The UK should have left the EU in June 2018, having given the required two years' notice. Those two years should have been used to ensure life goes on without threats of blockades at ports and people dying in the gutter through lack of medicine or avocadoes. Then negotiations could have begun on a sensible trade deal to both sides' advantage. It would have concentrated minds.

Instead a year was wasted whilst the EU decided the order the discussions would take and how much the UK would have to pay to ensure we were not caused too much trouble. The die was cast and it gave Parliamentarians ample opportunity to criticise the negotiations and anything that came out of them.

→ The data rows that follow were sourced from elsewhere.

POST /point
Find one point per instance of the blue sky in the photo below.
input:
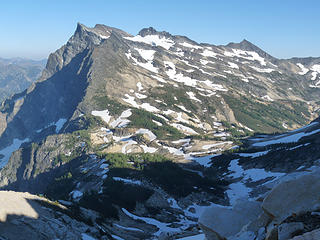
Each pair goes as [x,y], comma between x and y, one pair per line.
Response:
[283,28]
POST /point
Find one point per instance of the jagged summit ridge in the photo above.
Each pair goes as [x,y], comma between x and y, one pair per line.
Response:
[170,101]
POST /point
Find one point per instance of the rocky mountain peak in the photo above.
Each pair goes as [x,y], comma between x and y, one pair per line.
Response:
[151,31]
[248,46]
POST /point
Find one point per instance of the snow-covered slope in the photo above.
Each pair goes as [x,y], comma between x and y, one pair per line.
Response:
[152,115]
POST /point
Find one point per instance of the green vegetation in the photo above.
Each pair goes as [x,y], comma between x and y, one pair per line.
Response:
[267,118]
[160,171]
[104,102]
[168,95]
[143,119]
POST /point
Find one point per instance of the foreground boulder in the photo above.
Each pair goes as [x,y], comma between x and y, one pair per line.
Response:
[290,209]
[220,222]
[293,197]
[26,216]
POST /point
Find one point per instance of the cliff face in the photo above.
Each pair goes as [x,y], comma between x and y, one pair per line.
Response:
[114,114]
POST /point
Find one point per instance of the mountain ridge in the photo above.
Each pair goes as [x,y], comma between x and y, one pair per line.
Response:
[145,114]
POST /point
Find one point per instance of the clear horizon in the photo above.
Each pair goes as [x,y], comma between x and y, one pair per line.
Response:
[284,29]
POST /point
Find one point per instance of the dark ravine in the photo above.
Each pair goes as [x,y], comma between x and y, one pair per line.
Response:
[113,113]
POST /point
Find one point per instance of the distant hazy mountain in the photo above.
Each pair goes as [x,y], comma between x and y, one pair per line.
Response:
[124,125]
[17,74]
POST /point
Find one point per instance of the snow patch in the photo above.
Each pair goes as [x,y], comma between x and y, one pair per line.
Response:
[105,115]
[304,70]
[154,40]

As I understand the 'deal', only a mechanism for calculating the financial settlement — money the UK owes the EU to settle its obligations has been agreed & no figure is mentioned, estimates seem to vary & depend on which side they come from.

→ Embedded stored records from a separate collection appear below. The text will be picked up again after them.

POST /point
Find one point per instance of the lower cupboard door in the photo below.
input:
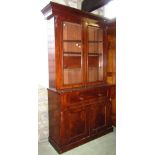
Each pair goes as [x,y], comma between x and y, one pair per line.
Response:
[75,125]
[98,118]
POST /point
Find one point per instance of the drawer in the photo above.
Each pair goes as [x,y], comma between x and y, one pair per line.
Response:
[84,97]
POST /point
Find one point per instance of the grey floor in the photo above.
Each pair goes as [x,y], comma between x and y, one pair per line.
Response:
[105,145]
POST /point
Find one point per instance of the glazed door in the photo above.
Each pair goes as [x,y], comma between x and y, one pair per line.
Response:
[75,124]
[72,54]
[94,54]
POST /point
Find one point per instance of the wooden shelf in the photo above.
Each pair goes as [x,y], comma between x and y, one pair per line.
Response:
[94,54]
[72,53]
[94,41]
[72,40]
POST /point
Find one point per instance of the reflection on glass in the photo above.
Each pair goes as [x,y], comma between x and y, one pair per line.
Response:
[72,53]
[95,54]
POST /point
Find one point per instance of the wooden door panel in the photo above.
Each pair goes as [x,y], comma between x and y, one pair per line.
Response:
[76,124]
[98,121]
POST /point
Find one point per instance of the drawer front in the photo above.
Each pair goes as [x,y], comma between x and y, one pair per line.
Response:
[85,97]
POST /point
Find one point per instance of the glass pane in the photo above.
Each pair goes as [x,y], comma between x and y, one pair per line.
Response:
[95,54]
[72,53]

Farage seems to think the UK can simply walk away & rat on its obligations, he appears to be on a permanent war footing, naively indifferent to future UK - EU relations & he won't be getting my vote.

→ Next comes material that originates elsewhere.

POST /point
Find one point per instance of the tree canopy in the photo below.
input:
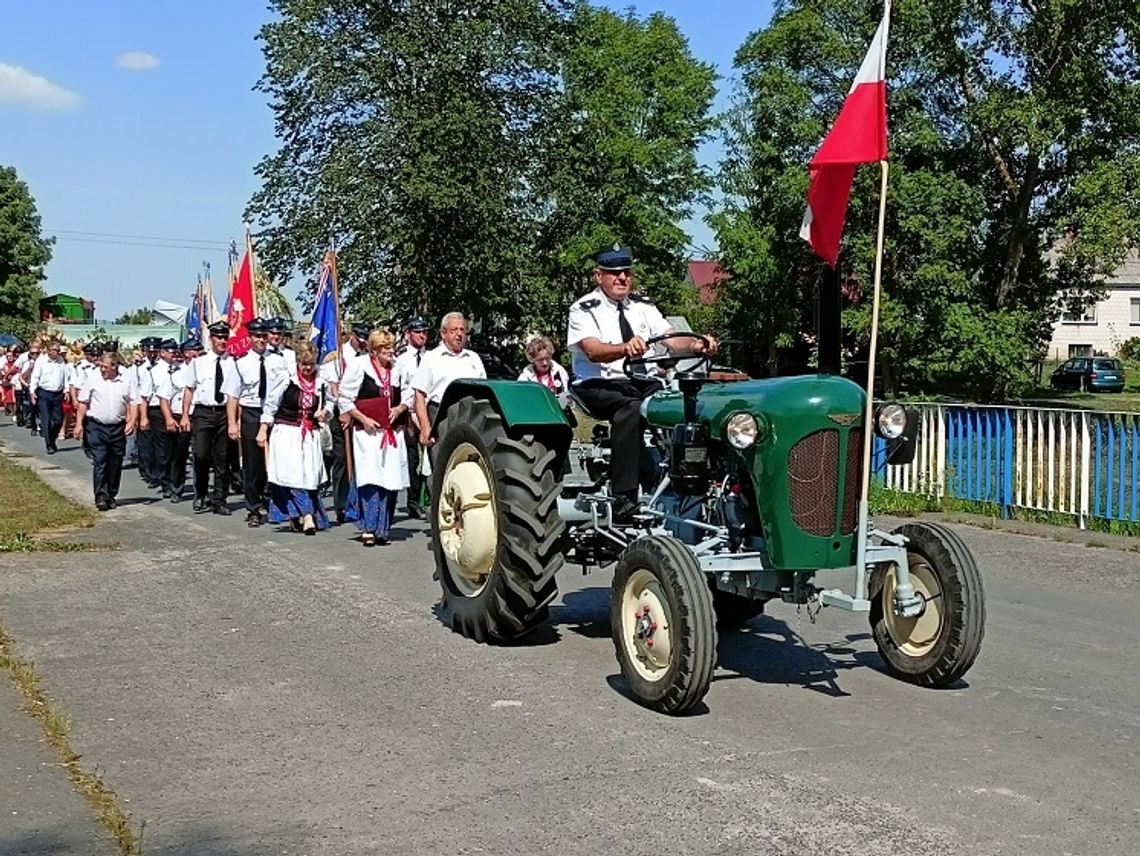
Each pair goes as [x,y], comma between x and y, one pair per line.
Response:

One of the reasons that Boris won't agree to an alliance is that he thinks the Brexit Party will struggle for votes in the North.
I would have thought the complete opposite is true, danny.
SR, dunno, but Boris must have his reasons for thinking so.
The trouble with your post NJ is that it is surely a political judgement, rather than a statement of absolute fact. But therein lies my point. Never mind that any method of leaving the EU would also have to face the reality that, as our nearest neighbours and largest trading partners, it will always be impractical to leave the EU on anything other than close terms, or at least only in a smooth rather than a sharp transition.

What we're seeing instead is some sort of quasi-religious obsession with a "pure" form of Brexit, one in which increasingly even other Leave voters or leave-supporting politicians are dismissed as unfaithful to the cause, or perhaps even as false prophets. No doubt partly this is because it suits Farage's and Johnson's political interests to be seen in competition with each other -- but the only loser here is the UK public. And the chief cause of this is the mistake of presenting Remain or Leave as binary and entirely open choices with room for interpretation.

We see Khandro, for example, arguing that Farage has lost any sense of pragmatism, while on the other hand it's clear that others here think he is still the only one speaking any sort of truth about Brexit. If there is scope for disagreement among some of the most passionate and articulate Leave supporters on AB, how much more so in the rest of the country. Yet this is what we have constantly been told does not exist; that the Leave voters were of one voice. Manifestly, they are not.

This isn't on its own a reason to stop Brexit altogether. Presumably at the heart of this disagreement on AB, there is still consensus among Leave supporters here that we should still leave *somehow*. But as long as there is disagreement as to *how*, there is at least some sense in pausing and working out amongst ourselves what the answer to that question is.